Bild: Die ehemalige Packard-Fabrik in Detroit.
taz: Dimitri Hegemann, Sie kommen gerade aus Detroit zurück. Was reizt Sie
an der Stadt?
Dimitri Hegemann: Für Raumvorstellungen ist Detroit ein Schlaraffenland.
Wenn man vom Flughafen in die Stadt fährt, ist man gleich in einem Film, da
stehen intakte Gebäude neben Ruinen, es sieht aus wie zerbombt. Das
versetzt mich in einen Rausch. Deshalb werden wir in der Automobilfabrik
Packard, die seit circa 50 Jahren leer steht, einen Modellversuch starten.
Wie sieht der aus?
Es soll eine soziale Plastik werden, verschiedene Welten unter einem Dach
vereint. Es wird ein Hostel geben, was in Detroit bisher fehlt. Dann gibt
es einen Ausstellungsraum und natürlich auch – ganz wichtig – einen
Technoclub sowie ein Pop-up-Restaurant, eine Markthalle und einen
Gartenbereich. Das wird alles von Detroitern gemacht, unterstützt auch von
unseren Freunden aus dem Umfeld der Technoaktivisten von Underground
Resistance.
Sie haben oft gesagt, Sie möchten Detroit etwas zurückgeben. Was haben Sie
von den Technoproduzenten von dort Anfang der Neunziger für Ihren Club
Tresor bekommen?
Sie haben mir im richtigen Augenblick eine Musik präsentiert, die
funktionierte. Detroit Techno der zweiten Generation, von Produzenten wie
Robert Hood, Jeff Mills und Mike Banks hat Berlin komplett verändert. Diese
Kraft, diese Energie in der Musik hat die Stadt in den Wirren nach der
Wiedervereinigung erfasst. Sie war der Impulsgeber, das Momentum. Sie
passte perfekt in die Zeit und auch an den Ort, diese alte Stahlkammer
namens Tresor. Ich helfe Detroit nun im Gegenzug dabei, auch etwas
aufzubauen.
Vor 25 Jahren, Mitte März 1991, haben Sie den Tresor-Club in der Leipziger
Straße in Mitte eröffnet. Wie war das, als Sie den Keller zum ersten Mal
betreten haben?
Wir waren ein Team: Achim Kohlberger und ich, zwei Wessis, und Johnnie
Stieler aus Lichtenberg. Erst mal sah diese Baracke nicht so verlockend
aus. Aber wir entwickelten Pioniergeist und es dauerte nicht lange, dann
haben wir diese Kellertür gefunden und kamen in diesen Riesenraum mit den
weißen Kacheln. Und plötzlich entdeckten wir den Eingang zu dem alten
Tresorraum.
Welche Türen mussten Sie in Detroit öffnen?
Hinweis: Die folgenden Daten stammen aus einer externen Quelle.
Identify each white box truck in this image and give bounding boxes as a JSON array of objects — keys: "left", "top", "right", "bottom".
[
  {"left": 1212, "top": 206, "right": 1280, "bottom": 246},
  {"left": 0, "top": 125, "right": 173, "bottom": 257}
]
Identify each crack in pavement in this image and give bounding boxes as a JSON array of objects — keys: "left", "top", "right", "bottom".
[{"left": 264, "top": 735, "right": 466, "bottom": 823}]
Die Türen zum Stadtrat. Wir veranstalteten dort deshalb drei Konferenzen
letztes Jahr, die „Move to Detroit“ hießen. Ich habe verschiedene Kapitel
aus der jüngeren Berliner Geschichte erzählt und versucht, den Leuten Mut
zu machen.
Was haben Sie gesagt?
Meine beiden Verkaufsschlager sind Night-Time-Economy und Zwischennutzung
von stadteigenen Liegenschaften. Gib sie den Künstlern, anstatt sie
verfallen zu lassen. Und das ist neu für die Behörden in Detroit. Ich habe
denen gesagt: „Ihr schafft das, ihr habt Raum!“ Den hatten wir damals in
Berlin auch. Im August letzten Jahres kam dann eine Delegation aus Detroit
und hat gestaunt, wie das hier läuft. Allerdings leben in Detroit nicht so
viele Menschen wie in Berlin, deshalb muss man Menschen nach Detroit durch
ungewöhnliche Maßnahmen locken.
Die da wären?
Je öfter ich dort bin, desto mehr Schätze entdecke ich. Primär ist das die
unglaublich vielfältige Musikgeschichte der Stadt, ob das jetzt MC 5, Iggy
Pop oder Motown-Soul ist. Oder eben Techno.
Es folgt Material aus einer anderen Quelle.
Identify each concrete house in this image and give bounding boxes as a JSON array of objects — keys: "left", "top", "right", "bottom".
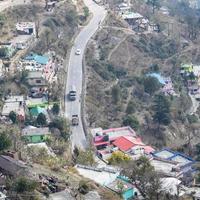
[
  {"left": 1, "top": 95, "right": 25, "bottom": 121},
  {"left": 27, "top": 71, "right": 47, "bottom": 86},
  {"left": 22, "top": 126, "right": 50, "bottom": 143},
  {"left": 16, "top": 22, "right": 36, "bottom": 35},
  {"left": 121, "top": 11, "right": 143, "bottom": 26}
]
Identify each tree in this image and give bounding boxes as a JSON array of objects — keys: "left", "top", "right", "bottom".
[
  {"left": 65, "top": 10, "right": 78, "bottom": 27},
  {"left": 147, "top": 0, "right": 160, "bottom": 14},
  {"left": 108, "top": 151, "right": 131, "bottom": 165},
  {"left": 126, "top": 100, "right": 136, "bottom": 114},
  {"left": 143, "top": 76, "right": 161, "bottom": 95},
  {"left": 153, "top": 94, "right": 171, "bottom": 126},
  {"left": 49, "top": 117, "right": 70, "bottom": 140},
  {"left": 19, "top": 70, "right": 28, "bottom": 85},
  {"left": 111, "top": 85, "right": 121, "bottom": 104},
  {"left": 35, "top": 18, "right": 40, "bottom": 39},
  {"left": 0, "top": 14, "right": 5, "bottom": 27},
  {"left": 78, "top": 180, "right": 90, "bottom": 195},
  {"left": 0, "top": 47, "right": 8, "bottom": 58},
  {"left": 123, "top": 115, "right": 140, "bottom": 130},
  {"left": 36, "top": 113, "right": 47, "bottom": 126},
  {"left": 52, "top": 103, "right": 60, "bottom": 115},
  {"left": 9, "top": 111, "right": 17, "bottom": 123},
  {"left": 45, "top": 29, "right": 51, "bottom": 49},
  {"left": 83, "top": 6, "right": 89, "bottom": 19},
  {"left": 13, "top": 177, "right": 37, "bottom": 193},
  {"left": 0, "top": 132, "right": 11, "bottom": 152},
  {"left": 76, "top": 149, "right": 95, "bottom": 166},
  {"left": 121, "top": 156, "right": 162, "bottom": 200}
]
Wie unterscheidet sich Detroit heute vom Berlin der Nachwende-Zeit?
Ich stehe auf Guerilla-Building: Morgen fangen wir an zu werkeln und
übermorgen eröffnen wir, so kenne ich das aus dem Tresor. Aber in Detroit
geht das nicht mehr, da sind andere rechtliche Bedingungen. Außerdem gibt
es eine Sperrstunde: zwei Uhr nachts. Wenn wir damals in Berlin die
Polizeistunde gehabt hätten, gäbe es bestimmte Sachen nicht. Deshalb kämpfe
ich für diese Night-Time-Economy und versuche den Entscheidungsträgern in
Detroit zu erklären, dass sie die Sperrstunde abschaffen oder wenigstens
verschieben.
Ich glaube, dass sich nur ein Bruchteil der Berliner Bevölkerung jemals mit
Techno beschäftigt hat. Aber der Einfluss dieser wenigen tausend Menschen
strahlt auf die ganze Welt. Es macht die Stadt attraktiv und schräg. In
Techno steckt unglaubliche Kraft.
Wie würden Sie Ihr Jobprofil beschreiben?
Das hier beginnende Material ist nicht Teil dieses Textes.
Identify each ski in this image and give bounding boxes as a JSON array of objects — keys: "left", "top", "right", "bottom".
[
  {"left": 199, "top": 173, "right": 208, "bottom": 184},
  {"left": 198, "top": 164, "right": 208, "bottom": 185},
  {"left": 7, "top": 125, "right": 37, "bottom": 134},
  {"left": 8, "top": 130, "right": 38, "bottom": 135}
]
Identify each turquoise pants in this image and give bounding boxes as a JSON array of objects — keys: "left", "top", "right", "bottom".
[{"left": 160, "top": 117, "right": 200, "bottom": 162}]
Man kann mich immer anrufen, ich bin ein Berater für Night-Time-Economy und
Zwischennutzung ist ein Teil davon. In dieser Nische kenne ich mich ganz
gut aus.
Sie haben nicht nur euphorische Phasen, sondern auch miese Zeiten im
Nachtleben erlebt. Ende der Neunziger etwa.
Ich war damals verwirrt, wenn man mal Erfolg hat, dann kriegt man Flausen
im Kopf.
Welche positiven Erfahrungen aus dem Tresor bedeuten Ihnen heute noch
etwas?
Wie verspielt der Club begonnen hat, begünstigt durch die besondere
Situation nach dem Mauerfall. Das deckte sich mit der Euphorie durch die
Love Parade und dem Zusammenwachsen von Ost und West. Alle mochten Techno,
weil die Szene schon vereint war, bevor es im Land öffentlich verkündet
wurde. Heute ist alles schwieriger, die Konkurrenz ist härter geworden, die
Kontrolle durch die Behörden.
Wie wirkt sich das auf die Atmosphäre im Tresor aus?
Die Leidenschaft ist die gleiche. Die Leute kommen zusammen in einem
dunklen Raum, und diese togetherness, das isses. Man will mit anderen im
Club feiern, im Halbdunkel, diesen Sound spüren im Bauch, diese Schatten
sehen, auch diese Intensität. Diese Energie wird nie enden.
Ist der Tresor in 25 Jahren Weltkulturerbe oder Geschichte?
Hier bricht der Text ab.